Edit: why the hell would you want to call a “simulation” variable “sim”? Are we talking about a simulation or a sim card? With poor design, that’s the main reason why codes become unmaintainable. Ambiguity must be avoided.
I agree in a vacuum, but the whole point of short variable names is that they make sense in context. Here, the semantic context is contained within the function.
The type (sim::Simulation, i.e. disambiguation) is right there.
Take a sorting algorithm eg.
Much easier to understand with long rather than short names (see julia src).
↓
EDIT: I meant to say “easier to understand with short rather than long names”
Yes, I must say it makes sense in your example because s::Simulation is never 3 lines away of the line you’re reading. But “real” functions are often longer and the frontier between “short is fine” and “short is terrible” is not that clear.
Also agree that we could fork topics 
Yes agree that the frontier is murky.
I have to note though that this is a real function (I copy-pasted it from the spiking-neural-network simulation library I’m writing, which is full of short functions).
Julia’s “structs-and-functions” design (without inheritance and mixins etc) makes short functions very common.
Functions should be short, just like names.
And it should be stiffness, not stiffness_matrix.
There is a rule of thumb here:
The shorter your function, the shorter your variable names can be.
Also, in Julia (as mentioned above) argument annotations can disambiguate short variable names.
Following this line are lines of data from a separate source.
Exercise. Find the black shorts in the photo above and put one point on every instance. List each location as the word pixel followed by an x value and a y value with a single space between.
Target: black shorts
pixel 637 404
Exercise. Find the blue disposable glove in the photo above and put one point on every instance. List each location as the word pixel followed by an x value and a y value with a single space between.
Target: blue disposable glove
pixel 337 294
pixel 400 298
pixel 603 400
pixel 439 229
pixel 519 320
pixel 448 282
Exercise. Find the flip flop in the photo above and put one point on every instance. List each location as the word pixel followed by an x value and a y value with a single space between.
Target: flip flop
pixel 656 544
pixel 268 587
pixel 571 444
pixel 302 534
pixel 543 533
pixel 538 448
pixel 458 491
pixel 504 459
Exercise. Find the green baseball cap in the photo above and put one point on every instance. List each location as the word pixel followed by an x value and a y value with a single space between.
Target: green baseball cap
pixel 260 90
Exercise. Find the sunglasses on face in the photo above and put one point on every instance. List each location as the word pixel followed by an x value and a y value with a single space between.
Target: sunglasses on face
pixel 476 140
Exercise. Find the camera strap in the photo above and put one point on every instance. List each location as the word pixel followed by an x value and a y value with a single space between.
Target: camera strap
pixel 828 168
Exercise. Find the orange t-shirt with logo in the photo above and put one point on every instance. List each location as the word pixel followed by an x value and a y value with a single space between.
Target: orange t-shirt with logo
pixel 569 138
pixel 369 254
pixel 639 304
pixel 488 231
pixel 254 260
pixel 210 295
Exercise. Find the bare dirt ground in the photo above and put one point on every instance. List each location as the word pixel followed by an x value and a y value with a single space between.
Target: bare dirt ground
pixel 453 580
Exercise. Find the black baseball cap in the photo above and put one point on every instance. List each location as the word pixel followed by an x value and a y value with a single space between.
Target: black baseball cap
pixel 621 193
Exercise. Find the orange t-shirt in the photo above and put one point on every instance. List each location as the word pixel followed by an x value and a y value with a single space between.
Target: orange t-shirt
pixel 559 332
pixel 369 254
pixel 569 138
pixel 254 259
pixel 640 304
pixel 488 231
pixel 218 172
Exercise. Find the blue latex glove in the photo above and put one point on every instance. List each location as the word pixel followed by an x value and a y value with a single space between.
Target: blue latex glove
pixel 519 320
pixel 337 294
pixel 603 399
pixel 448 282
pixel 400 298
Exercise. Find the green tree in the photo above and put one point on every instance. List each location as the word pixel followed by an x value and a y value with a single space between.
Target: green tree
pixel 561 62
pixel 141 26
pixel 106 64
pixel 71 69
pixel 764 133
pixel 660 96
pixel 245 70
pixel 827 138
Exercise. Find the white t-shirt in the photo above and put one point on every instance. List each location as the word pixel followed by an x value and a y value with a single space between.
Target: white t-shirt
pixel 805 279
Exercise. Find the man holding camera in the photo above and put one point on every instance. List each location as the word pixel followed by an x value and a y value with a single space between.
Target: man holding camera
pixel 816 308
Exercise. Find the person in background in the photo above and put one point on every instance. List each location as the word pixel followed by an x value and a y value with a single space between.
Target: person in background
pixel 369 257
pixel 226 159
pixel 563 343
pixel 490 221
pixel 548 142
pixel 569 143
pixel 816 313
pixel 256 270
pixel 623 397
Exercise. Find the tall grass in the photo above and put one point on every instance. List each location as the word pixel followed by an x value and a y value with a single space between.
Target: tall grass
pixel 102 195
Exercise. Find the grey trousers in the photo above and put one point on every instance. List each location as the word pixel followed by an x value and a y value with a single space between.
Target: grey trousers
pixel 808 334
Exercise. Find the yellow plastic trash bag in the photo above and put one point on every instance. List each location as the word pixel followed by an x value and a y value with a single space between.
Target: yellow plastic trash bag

But of course you shouldn’t add argument annotations just to disambiguate a variable name—only use argument annotations for dispatch.
The other dimension here is library vs application code, with the rule of thumb being that application code requires longer variable names than library code.
I loved this one.
As a rule to myself, I always try to make functions not taller than a laptop screen height. Then I feel free to use very short-up-to-one-single-char variable names because I can read all function without up-down scrolling. When that is not possible, I try that in the day after I still can tell what a variable name stands for just by reading its name.
I for one am so happy to have, for example, λ rather than lambda as a variable for eigenvalues, ŷ instead yhat for a discrete approximation of y in an ODE integration, etc.
I really appreciate this in teaching, since it relieves students of the burden of learning to recognize both the chalkboard math and ASCII code conventions for the same quantity.
What a nightmare it would be if we replaced x with unknown in mathematical formulas or in code.
I agree with that; though there is a tradeoff of course, even calling it lambda requires that the reader of the code knows that that refers to Eigenvalues.
On the other hand the code is super-easy to read for all of us who know this convention in naming – and maybe if one reads the code and has to know about eigenvalues anyways – lambda is fine. And then of course also the UTF-8 – I also love to use those then, since it is so much more readable.
On the other hand, one maybe should not “invent” such short variables for own things too often unless clear from context line in the above sim::Simulation within nice short function.
\theta for potential temperature is fine
\ell for something down one page, is not. It looks pedantic to me.
Good point. In the end, I think the bottom line is: if you’re the only reader of the code, do whatever pleases you (and maybe regret it 3 months later). If not, work hard on the names.
Nice summary – maybe extended by: Know your (code-reading) audience 
If you are in a math/physics/… area where everyone knows some fixed variable convention – it makes code really beautiful to read (for the knowledgable wizard).
This is what the let statement is for, both in programming and in mathematical proofs: so that variables can have verbose descriptive identifiers in larger/global contexts, but short concise names within local contexts where we’ve specified what we’re talking about and our interest shifts toward manipulating the symbols.
And when that doesn’t cut it, we have module encapsulation too.